CSV/Flat File to Table

This component allows you to automatically convert a Delimited or Fixed Length document into a data set of rows and columns. This component operates on a column; you can either specify the name of the column or its index. If the pipeline data set contains multiple rows, all the rows will be processed individually and the results will be concatenated into a single output.

If the file has a header line, check the Has a header row option. Use the skip first lines to ignore a set number of lines on top of the file. The Trim Fields option will remove trailing and leading spaces, if any.

Choose a Quoted Identifier if you would like the identifier to be removed automatically, such as surrounding double-quotes.

Choose the Delimited File if the data has a separator between fields. Note that if leave the (auto) option selected, DataZen will do its best to identify the most likely separator by performing a quick lookup on the first few rows. However, in some cases, you may need to pick the desired separator when multiple options are possible. In addition, you can list more than one character separator (for example, you could split all the fields by both a comma and a semi-column: ,;).

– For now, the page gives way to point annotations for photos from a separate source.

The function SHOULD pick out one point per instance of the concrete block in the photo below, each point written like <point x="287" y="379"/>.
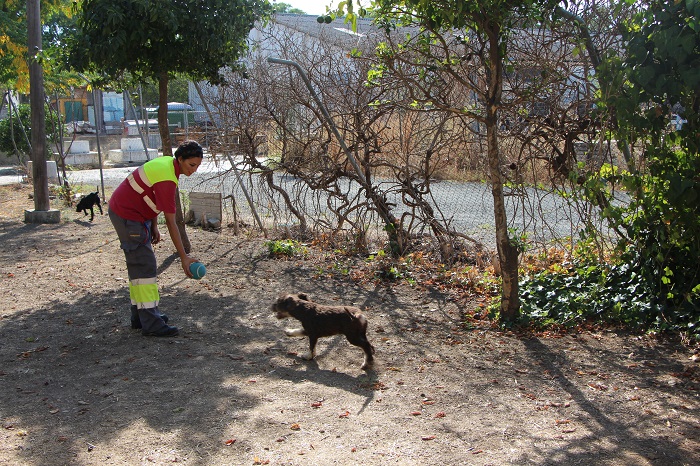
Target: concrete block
<point x="79" y="147"/>
<point x="207" y="204"/>
<point x="42" y="216"/>
<point x="51" y="171"/>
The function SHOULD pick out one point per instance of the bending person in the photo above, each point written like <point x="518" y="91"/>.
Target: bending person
<point x="133" y="210"/>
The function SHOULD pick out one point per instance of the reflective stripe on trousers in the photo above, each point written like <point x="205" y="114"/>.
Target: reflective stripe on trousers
<point x="135" y="239"/>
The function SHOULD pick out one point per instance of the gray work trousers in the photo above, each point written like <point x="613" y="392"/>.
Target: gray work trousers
<point x="141" y="265"/>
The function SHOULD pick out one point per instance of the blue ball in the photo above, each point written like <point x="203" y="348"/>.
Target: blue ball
<point x="197" y="270"/>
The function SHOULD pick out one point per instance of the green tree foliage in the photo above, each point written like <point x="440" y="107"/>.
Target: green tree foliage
<point x="156" y="39"/>
<point x="487" y="23"/>
<point x="14" y="70"/>
<point x="654" y="279"/>
<point x="660" y="77"/>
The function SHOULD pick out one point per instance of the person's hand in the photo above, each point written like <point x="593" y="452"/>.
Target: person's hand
<point x="186" y="261"/>
<point x="155" y="234"/>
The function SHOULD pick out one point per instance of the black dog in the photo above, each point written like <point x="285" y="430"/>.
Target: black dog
<point x="318" y="321"/>
<point x="89" y="202"/>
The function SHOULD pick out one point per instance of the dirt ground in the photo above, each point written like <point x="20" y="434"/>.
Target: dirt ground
<point x="79" y="387"/>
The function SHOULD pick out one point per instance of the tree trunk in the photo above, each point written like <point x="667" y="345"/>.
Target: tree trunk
<point x="167" y="150"/>
<point x="36" y="97"/>
<point x="507" y="253"/>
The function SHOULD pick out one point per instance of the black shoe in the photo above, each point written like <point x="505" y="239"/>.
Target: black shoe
<point x="136" y="322"/>
<point x="163" y="332"/>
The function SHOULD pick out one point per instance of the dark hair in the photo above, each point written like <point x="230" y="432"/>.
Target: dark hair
<point x="188" y="150"/>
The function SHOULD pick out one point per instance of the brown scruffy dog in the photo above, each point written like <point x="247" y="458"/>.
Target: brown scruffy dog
<point x="318" y="321"/>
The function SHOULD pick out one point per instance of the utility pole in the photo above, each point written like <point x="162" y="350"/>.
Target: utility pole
<point x="42" y="212"/>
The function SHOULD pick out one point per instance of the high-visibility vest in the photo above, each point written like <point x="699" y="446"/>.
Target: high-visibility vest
<point x="150" y="173"/>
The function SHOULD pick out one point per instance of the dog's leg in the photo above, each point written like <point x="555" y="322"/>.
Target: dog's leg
<point x="366" y="346"/>
<point x="312" y="348"/>
<point x="295" y="332"/>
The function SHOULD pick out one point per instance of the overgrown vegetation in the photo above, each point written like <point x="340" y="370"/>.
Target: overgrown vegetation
<point x="653" y="278"/>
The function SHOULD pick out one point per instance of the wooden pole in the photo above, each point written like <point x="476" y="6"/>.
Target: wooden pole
<point x="36" y="103"/>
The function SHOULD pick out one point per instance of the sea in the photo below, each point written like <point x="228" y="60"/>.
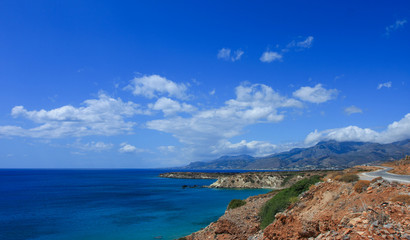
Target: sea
<point x="107" y="204"/>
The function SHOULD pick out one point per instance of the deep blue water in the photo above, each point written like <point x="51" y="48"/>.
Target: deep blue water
<point x="106" y="205"/>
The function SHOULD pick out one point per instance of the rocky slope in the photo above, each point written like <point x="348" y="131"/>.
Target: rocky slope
<point x="274" y="180"/>
<point x="329" y="210"/>
<point x="334" y="210"/>
<point x="239" y="223"/>
<point x="324" y="155"/>
<point x="195" y="175"/>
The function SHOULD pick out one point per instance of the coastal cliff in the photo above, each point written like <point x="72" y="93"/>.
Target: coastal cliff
<point x="340" y="207"/>
<point x="273" y="180"/>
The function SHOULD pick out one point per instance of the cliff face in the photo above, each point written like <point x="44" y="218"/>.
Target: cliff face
<point x="194" y="175"/>
<point x="239" y="223"/>
<point x="329" y="210"/>
<point x="334" y="210"/>
<point x="274" y="180"/>
<point x="258" y="180"/>
<point x="324" y="155"/>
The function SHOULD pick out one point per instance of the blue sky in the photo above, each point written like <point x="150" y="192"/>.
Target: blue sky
<point x="103" y="84"/>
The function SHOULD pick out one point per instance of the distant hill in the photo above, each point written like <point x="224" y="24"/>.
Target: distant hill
<point x="330" y="154"/>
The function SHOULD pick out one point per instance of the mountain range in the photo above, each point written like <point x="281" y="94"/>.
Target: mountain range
<point x="324" y="155"/>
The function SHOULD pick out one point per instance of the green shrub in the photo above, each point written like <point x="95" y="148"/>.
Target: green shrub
<point x="283" y="199"/>
<point x="349" y="178"/>
<point x="235" y="203"/>
<point x="361" y="185"/>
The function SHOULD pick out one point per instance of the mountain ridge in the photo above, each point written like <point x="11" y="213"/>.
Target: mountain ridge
<point x="323" y="155"/>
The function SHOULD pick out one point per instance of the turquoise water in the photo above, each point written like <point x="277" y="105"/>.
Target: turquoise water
<point x="106" y="205"/>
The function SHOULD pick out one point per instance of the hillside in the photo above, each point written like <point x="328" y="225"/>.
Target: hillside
<point x="337" y="208"/>
<point x="329" y="155"/>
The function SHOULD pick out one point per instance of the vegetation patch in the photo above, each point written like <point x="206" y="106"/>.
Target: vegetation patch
<point x="235" y="203"/>
<point x="361" y="186"/>
<point x="283" y="199"/>
<point x="347" y="178"/>
<point x="402" y="198"/>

Choose the Fixed Length File option when the data is aligned at specific locations. When choosing this option, a position box is displayed that allows you to specify the list of positions to use separated by a comma. For example, you could enter: 10,25,29,40. When providing this list of positions, the first position (0) is optional. In addition, you can use relative positions by adding a + symbol in front of any value: 0,10,20,+5,+1. Note that providing the list of positions is optional; if left empty, the component will automatically calculate the expected positions using a quick statistical analysis of the first few rows.

One or more comment tokens can be used to exlude rows from being processed. To specify multiple comment tokens, use a comma between them. For example: #,--

In this example, the first column (index 0) holds a delimited file (as seen in the File Content window). The delimiter of the file is automatically detected and this file has headers on its first row. After extracting and converting the CSV payload, the original pipeline data set is replaced with the output of this component.